Question
Your firm is pursuing an acquisition. After consulting with your colleagues, following are the assumptions you will use to estimate the value of the potential
Your firm is pursuing an acquisition. After consulting with your colleagues, following are the assumptions you will use to estimate the value of the potential acquisition. These assumptions include the anticipated synergy value. The forecast period is five years. At the end of five years, calculate a residual value using the growth perpetuity method.
Sales (last historical period) | $1,556,618 thousand |
Sales growth rate (%) | 10.0 |
COGS (% of sales) | 52.5 |
SG&A (% of sales) | 32.5 |
Depreciation (% of sales) | 3.5 ** |
Cash income tax rate | 30.0 |
Capital expenditures (% of sales) | 4.5 |
Working capital (last historical period) | $212,741 thousand |
Inventory Turnover (COGS) | 2.75x |
Ave. Collection Period (360) | 46 days |
Days Payable Outstanding (360) | 64 days |
Accruals (% of sales) | 4.75 |
Long-term FCF growth rate (%) | 5.0 |
Cost of capital (%) | 12.0 |
**Depreciation expense is already included in COGS and/or SG&A.

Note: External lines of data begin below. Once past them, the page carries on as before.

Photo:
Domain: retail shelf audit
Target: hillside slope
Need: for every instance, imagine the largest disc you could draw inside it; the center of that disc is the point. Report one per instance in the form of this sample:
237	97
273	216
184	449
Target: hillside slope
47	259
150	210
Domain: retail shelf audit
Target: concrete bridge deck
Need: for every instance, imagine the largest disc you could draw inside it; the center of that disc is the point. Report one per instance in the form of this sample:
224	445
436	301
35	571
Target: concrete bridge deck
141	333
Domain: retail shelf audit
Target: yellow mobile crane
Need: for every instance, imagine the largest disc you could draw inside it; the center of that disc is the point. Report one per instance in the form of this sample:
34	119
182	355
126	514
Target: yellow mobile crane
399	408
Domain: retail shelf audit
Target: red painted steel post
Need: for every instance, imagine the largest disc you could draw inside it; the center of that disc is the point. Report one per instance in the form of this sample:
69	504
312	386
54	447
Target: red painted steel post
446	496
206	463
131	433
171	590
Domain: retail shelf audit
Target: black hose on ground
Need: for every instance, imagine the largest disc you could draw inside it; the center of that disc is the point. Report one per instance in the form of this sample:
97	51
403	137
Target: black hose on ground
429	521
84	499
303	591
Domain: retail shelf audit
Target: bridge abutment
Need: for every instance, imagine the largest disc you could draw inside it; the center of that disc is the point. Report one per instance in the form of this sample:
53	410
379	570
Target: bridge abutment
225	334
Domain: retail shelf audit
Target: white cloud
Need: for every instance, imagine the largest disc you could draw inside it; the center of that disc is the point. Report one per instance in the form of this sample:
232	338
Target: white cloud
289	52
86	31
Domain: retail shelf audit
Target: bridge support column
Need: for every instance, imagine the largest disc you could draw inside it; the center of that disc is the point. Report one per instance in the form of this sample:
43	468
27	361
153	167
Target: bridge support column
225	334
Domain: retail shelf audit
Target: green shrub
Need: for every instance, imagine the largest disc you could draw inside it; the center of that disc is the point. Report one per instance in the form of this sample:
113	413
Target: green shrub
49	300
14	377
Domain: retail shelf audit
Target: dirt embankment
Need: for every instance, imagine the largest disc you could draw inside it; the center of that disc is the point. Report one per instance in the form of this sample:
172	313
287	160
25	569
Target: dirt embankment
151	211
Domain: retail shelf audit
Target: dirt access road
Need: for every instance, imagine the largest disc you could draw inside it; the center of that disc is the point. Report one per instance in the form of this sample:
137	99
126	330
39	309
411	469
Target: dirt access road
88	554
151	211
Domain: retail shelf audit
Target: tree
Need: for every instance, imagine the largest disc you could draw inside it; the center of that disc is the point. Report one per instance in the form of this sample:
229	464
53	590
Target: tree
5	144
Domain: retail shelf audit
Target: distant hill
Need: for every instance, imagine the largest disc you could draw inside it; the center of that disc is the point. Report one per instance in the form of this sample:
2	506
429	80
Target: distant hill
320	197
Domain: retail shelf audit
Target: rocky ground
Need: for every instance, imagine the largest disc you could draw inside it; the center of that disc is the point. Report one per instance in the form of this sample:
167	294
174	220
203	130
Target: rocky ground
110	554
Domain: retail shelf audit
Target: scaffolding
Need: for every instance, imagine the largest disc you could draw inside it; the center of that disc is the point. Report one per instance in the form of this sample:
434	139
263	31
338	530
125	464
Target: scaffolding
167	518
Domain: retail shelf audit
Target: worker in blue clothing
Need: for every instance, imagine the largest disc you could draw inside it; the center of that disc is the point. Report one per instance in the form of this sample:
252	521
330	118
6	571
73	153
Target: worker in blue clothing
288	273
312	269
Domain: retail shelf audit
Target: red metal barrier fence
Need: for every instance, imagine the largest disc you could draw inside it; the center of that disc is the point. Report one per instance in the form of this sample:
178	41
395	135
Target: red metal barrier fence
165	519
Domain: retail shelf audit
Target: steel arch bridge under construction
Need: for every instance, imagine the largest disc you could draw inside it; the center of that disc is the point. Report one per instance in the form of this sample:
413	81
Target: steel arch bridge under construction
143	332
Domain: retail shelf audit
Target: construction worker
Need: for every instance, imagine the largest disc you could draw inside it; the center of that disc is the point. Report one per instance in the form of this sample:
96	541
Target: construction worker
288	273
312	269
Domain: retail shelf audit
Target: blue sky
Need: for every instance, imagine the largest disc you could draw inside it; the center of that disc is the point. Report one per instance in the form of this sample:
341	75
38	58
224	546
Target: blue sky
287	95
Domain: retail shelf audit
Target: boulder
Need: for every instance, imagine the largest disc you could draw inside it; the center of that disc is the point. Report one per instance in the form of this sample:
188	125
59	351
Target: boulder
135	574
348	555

Assume the firm has $60,820 (000) debt outstanding and no surplus cash. If the firm has 34.618 million shares outstanding, what is the maximum per share price you should be willing to pay for this acquisition? If the current standalone value of the firms stock is $40 per share, what is the value of the synergy being created?
Research a recent merger/acquisition (within the past 3 years). How did the market respond to the merger announcement for both the acquired and acquiring firms? Identify potential synergies that could be achieved as a result of the merger.